16 Nisan’da yapılacak referandumda belirli bir Kürt, demokrat, sosyalist seçmenin sandığa gitmeyeceği kesin. Bu gitmeme halinin bir kısmı kendisini boykot şeklinde açık ediyor. Bunu anlamak mümkündür. Özellikle de Cizre vahşetine tanık olmuş, yaşanan katliamı yüreğinde duyumsamış her Kürt için seçim, referandum, temsili sistem boş bir söylem dışında bir değer ifade etmiyor. Kaldı ki ortada zaten demokratik bir referandum süreci yaşanmıyor. Devletin bütün baskı/şiddet tekeli tamamen mutlak bir “evet” için her şeyi seferber etmiş durumda. Bu anlamda da referandum sonrasında demokratik bir süreç beklemek şimdiden hayal gibi durmaktadır. 

Kürdistan’daki AKP/devletin yaşattığı katliamlar için referandumda “boykot” diyen ya da sandığa gitmeyenlerin de bir şeyi iyi düşünmeleri lazım gelir. Tayyip Erdoğan için bu referandum “bakın ben doğruyum işte, halkım da benim arkamda” gibi bir sonuç çıkarsa o zaman Kürdistan ketlerinde yaşanan bütün o vahşetler de bir şekilde toplumda onay almış gibi okunacaktır. Özellikle de Kürdistan’a gelecek oylar bu konuda son derece önemlidir. Bu aynı zamanda Tayyip Erdoğan’a yeni katliamlar içinde bir meşruiyet sağlayacaktır. Aklında kırıntı düzeyinde bile demokrat bir kişilik özelliği taşımayan biri için “ben yaptım oldu” olacak. 

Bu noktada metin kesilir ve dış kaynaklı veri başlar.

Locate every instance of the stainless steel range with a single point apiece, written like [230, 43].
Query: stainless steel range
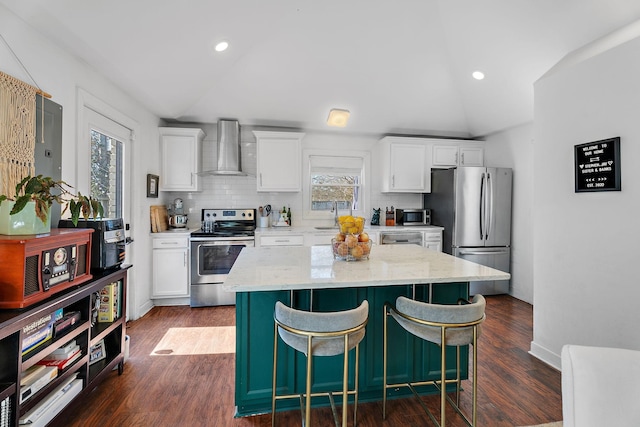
[214, 249]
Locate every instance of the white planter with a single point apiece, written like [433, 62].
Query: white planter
[24, 222]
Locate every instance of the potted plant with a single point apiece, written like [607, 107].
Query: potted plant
[40, 193]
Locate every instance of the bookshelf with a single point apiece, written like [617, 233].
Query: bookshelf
[17, 325]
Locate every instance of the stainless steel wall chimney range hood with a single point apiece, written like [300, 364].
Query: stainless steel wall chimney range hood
[228, 149]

Diğer önemli bir durum da artık R.T.E./AKP’nin 2023 yılında resmi ilanını yapacakları İslami Cumhuriyet için de önlerinde geniş kitleler nezdinde bir engel kalmamış olacak. Sandığa gitmeyecekler ya da “boykot” diyenler 2023 yılı içinde girilecek bu durum için ne düşünüyorlar. Bir şekildemücadelesini yürütebildiğimiz/yürüttüğümüz bir düzlemde tamamen monarşik bir düzleme geçilecektir. “Ha monarşi, ha bugün ki temsili militer sistem” bizim için bir şey değişmiyor demek mümkün müdür? Bunun böyle olmadığını tam da referandum sürecine girmeden âdete bütün HDP’nin rehin alınmasında anlıyoruz. 

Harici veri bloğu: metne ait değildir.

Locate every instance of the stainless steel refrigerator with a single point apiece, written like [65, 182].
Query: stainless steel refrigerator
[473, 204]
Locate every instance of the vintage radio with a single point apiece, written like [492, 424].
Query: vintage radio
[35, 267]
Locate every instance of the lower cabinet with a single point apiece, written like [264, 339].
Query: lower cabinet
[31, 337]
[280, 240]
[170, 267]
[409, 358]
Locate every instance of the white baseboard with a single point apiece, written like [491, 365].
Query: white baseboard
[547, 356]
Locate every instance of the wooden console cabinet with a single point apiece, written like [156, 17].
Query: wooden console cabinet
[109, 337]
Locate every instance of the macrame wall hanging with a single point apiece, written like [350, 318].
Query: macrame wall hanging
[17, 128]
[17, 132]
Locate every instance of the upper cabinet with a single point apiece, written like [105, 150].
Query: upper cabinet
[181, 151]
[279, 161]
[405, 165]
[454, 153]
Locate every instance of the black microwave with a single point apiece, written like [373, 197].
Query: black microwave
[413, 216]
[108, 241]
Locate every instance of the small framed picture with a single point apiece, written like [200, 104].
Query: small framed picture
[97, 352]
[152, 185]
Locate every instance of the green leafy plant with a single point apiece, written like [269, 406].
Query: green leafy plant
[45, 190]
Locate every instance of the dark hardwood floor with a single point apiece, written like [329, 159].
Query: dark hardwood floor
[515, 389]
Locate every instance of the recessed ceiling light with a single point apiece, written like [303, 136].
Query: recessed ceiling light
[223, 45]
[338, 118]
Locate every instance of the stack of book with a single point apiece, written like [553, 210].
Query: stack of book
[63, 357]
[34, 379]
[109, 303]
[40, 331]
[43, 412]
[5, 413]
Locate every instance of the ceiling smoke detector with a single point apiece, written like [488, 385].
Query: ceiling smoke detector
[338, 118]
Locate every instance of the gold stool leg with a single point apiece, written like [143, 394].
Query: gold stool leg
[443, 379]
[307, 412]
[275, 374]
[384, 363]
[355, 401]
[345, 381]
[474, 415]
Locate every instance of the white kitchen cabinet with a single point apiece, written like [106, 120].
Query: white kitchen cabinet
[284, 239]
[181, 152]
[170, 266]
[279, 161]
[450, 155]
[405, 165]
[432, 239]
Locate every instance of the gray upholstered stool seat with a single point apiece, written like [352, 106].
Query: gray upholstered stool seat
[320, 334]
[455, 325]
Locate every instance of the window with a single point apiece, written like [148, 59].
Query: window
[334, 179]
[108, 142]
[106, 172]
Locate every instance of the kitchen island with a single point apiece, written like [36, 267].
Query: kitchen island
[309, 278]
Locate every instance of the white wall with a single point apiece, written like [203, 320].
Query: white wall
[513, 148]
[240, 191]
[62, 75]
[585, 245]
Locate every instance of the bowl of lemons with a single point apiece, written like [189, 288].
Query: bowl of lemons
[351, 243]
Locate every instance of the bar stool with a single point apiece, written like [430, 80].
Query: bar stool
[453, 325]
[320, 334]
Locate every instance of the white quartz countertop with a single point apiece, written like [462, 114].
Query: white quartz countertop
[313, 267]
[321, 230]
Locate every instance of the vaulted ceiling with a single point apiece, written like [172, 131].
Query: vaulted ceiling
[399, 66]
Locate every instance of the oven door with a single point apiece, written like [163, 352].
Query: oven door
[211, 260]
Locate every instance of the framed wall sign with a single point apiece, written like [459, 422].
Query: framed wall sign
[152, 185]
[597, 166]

Bu süreçte HDP bir şekilde kendi gücü ile bu referandum sürecini yürütebiliyor olsaydı “ne yapalım, ortada başka alternatif yoktur” diyen çok önemli bir kitle bu gücün etrafında örgütlenecekti. 7 Haziran 2015 seçiminde “alternatifsiz değiliz” diyen bir kesim ile birlikte mevcut AKP ve CHP’nin anti demokratik/militer denkleminde çıkarak bu güç ile birleşecek başka kitleler de olacaktı. Aslında bu topluma açık, doğrudan, rahat bir şekilde doğruları konuşabilecek/sunabilecek ne kadar basın, yayın, siyaset ve kişi varsa Tayyip Erdoğan sultası tarafından ya rehin alındı ya da Türkiye’yi terk etmek zorunda bırakıldı. 

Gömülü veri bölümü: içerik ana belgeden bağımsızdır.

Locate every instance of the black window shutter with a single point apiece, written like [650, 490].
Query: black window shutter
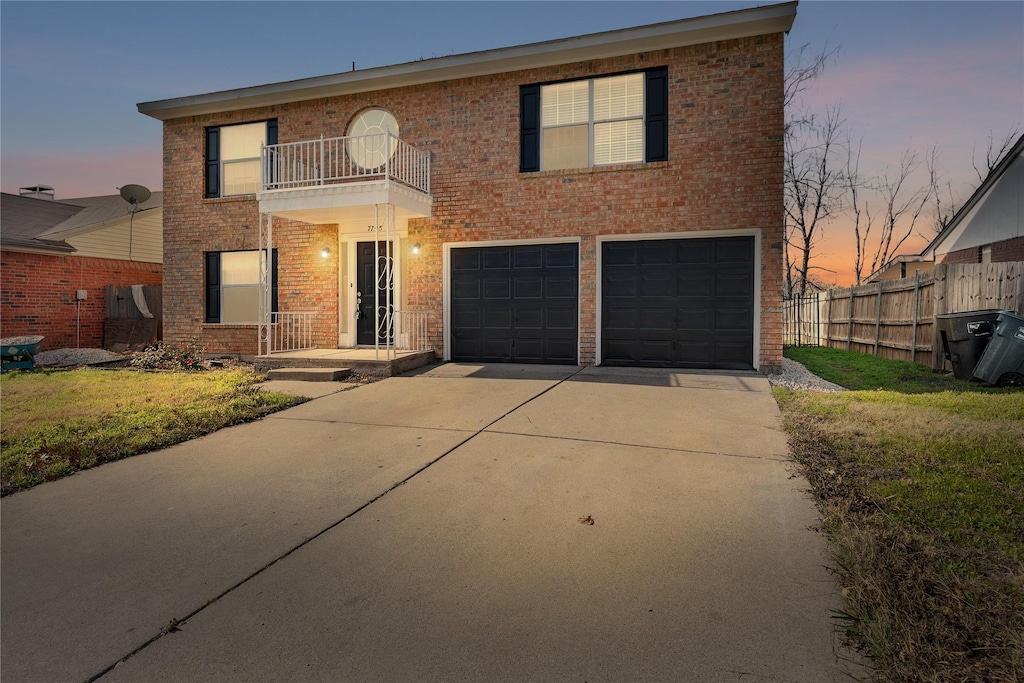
[656, 115]
[529, 128]
[213, 287]
[213, 162]
[273, 281]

Şimdi bütün baskı/şiddet tekeline rağmen, demokratik olmayan bir yarış içinde “hayır” diyebilmek, bunu sisteme saydırmak muhalif mücadele açısında ciddi bir moral ve motivasyon olacaktır. Aksi takdir de “Türkiye’de bir şey olmaz” aklı da ha egemen bir hale gelecektir. Her şeye rağmen bizler mücadele etmekten geri durmayacağız diyenlerin o zaman hayır için sandığa gitmesi daha etkili bir sonuç doğuracaktır. Türkiye ne Almanya ne de Hollanda, Fransa değildir, bu ülkelerde sandığa gidip gitmemek insanların hayatında çok şey değiştirmeyebilir, ancak Türkiye’de durum çok başka. 

Unutmamak lazım ki siyaset biraz da atmosfer/motivasyon ile yürümektedir. O zaman 16 Nisan’da Tayyip Erdoğan’a ikinci bir 7 Haziran’ı yaşatmak etkili olacaktır. “Hayır” ile sorunlarımız çözüm yoluna elbette girmiş olmayacaktır. Ancak 16 Nisan yeni bir başlangıç olabilir. Sandığa gitmeme ya da “boykot” hakkımızın farkında olarak gidip “hayır” demek mücadele alanımıza güç katacaktır. Aksi halde Türkiye’de muhalif olmak/mücadele etmek uzun yıllar bir kez daha geniş kitleler dışında yürüyecektir.